Claude Code Power Setup

Lesson 5~25 min3-question check

Module 09 · Lesson 05

Claude Code Power Setup

Reading time: 25 minutes Track: Advanced Claude Setup · Universal Prerequisites: Module 09 · Lesson 04


What Claude Code actually is

Claude Code is Anthropic's agentic coding environment — a CLI that lets Claude read and write files, execute commands, manage git, and perform multi-step tasks autonomously in your development environment.

For non-engineering biotech teams, the relevance is this: Claude Code is increasingly how technical teams build and maintain AI-powered workflows. Understanding its architecture helps you specify requirements for your IT or software teams and participate in AI infrastructure decisions.

For engineering teams, this lesson is a practical setup guide.

The architecture has five layers. Get all five right and Claude Code behaves consistently, safely, and in ways your team can audit and enforce.

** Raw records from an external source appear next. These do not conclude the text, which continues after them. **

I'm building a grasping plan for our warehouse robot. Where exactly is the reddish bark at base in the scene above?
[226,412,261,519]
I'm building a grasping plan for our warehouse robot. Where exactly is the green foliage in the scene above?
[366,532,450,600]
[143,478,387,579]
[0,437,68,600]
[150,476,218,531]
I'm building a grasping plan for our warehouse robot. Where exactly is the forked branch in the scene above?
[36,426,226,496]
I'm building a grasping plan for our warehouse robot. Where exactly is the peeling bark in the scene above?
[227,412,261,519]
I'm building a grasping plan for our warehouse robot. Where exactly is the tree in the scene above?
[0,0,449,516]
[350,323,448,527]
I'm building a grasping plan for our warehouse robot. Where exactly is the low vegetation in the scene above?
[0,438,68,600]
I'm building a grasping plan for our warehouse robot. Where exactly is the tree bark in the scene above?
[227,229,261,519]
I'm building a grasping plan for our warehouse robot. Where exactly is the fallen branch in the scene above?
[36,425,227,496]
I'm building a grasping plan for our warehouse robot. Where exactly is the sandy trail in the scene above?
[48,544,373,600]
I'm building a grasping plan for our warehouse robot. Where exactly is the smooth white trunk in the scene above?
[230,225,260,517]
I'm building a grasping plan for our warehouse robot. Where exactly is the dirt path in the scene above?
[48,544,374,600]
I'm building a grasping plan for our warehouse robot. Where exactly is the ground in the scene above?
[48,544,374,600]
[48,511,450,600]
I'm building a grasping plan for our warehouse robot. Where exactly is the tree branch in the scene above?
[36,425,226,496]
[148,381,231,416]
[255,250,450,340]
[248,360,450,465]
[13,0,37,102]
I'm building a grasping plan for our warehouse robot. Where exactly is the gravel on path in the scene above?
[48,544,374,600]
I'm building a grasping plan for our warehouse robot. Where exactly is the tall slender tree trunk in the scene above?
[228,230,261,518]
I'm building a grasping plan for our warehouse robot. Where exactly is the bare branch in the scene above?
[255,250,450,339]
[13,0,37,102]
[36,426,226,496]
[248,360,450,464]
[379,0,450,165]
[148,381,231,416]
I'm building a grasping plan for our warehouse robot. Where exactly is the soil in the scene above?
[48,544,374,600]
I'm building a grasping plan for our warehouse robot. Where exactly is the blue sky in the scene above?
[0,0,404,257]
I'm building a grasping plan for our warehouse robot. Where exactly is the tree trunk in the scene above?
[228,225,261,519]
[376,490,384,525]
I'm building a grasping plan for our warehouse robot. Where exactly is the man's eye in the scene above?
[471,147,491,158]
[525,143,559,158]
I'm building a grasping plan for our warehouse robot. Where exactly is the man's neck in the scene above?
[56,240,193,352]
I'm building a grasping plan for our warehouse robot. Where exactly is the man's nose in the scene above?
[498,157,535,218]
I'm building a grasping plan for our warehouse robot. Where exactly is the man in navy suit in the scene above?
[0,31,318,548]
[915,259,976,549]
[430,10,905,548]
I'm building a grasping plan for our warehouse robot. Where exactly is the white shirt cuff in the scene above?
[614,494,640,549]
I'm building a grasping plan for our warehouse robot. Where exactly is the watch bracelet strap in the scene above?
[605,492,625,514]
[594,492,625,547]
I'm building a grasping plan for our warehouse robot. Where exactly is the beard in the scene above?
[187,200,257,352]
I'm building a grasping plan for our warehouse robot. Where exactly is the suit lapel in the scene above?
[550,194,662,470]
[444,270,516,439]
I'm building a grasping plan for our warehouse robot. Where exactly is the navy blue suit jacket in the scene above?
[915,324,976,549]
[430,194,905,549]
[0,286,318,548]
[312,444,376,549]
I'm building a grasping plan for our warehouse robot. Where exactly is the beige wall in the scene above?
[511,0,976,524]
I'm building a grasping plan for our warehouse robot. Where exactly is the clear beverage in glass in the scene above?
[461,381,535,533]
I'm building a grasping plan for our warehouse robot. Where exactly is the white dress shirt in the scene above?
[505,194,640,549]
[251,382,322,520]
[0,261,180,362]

01 · Layer 1: CLAUDE.md — what Claude should know

CLAUDE.md is the primary memory file for Claude Code. It's a markdown file that Claude reads at session start. Its purpose is not to describe Claude's personality — it's to encode how your environment works.

Think of it as the onboarding document you'd write for a senior contractor joining your team for the day: what does this codebase do, what are the conventions, what tools do we use, what must never happen.

CLAUDE.md file hierarchy:

~/.claude/CLAUDE.md          ← global (applies to all projects)
.claude/CLAUDE.md            ← project (committed to repo, shared with team)
.claude/CLAUDE.local.md      ← project-local (gitignored, personal overrides)

What belongs in CLAUDE.md:

  • Project architecture and directory structure
  • Technology stack and key dependency versions
  • Coding conventions (naming, file organization, test patterns)
  • Data handling rules (e.g., "never write patient data to local files")
  • Tool preferences ("use npm, not yarn")
  • Context about what's currently being built
  • Links to referenced files with detailed specs

What doesn't belong in CLAUDE.md:

  • Personality instructions ("Be helpful and professional")
  • Restrictions that should be enforced via hooks (hooks are deterministic; CLAUDE.md is a suggestion Claude can ignore)
  • Everything — keep the main file under 500 tokens and offload details to referenced files

Example biotech CLAUDE.md:

# Project: ClinicalOps Assistant

## Purpose
Automates monitoring report drafting and deviation tracking for clinical operations.

## Architecture
- Next.js frontend + Node.js API + Supabase
- Data: no patient data stored locally — all PHI goes through de-identification API first
- Auth: Clerk

## Conventions
- TypeScript strict mode
- All new API routes get a test in /tests/api/
- Database queries go through /lib/db/ never directly in components

## Data rules
- Never write any string that matches PHI patterns to local filesystem
- Trial IDs are internal only — do not include in error messages or logs

## Current sprint
Building deviation tracking workflow — see /docs/deviation-spec.md

02 · Layer 2: Settings hierarchy — what Claude is allowed to do

Settings control permissions, not knowledge. The hierarchy (highest precedence wins):

  1. Managed settings (admin-enforced, organization-wide)
  2. User settings (~/.claude/settings.json — personal, all projects)
  3. Project settings (.claude/settings.json — committed to repo)
  4. Project local (.claude/settings.local.json — personal, this project only)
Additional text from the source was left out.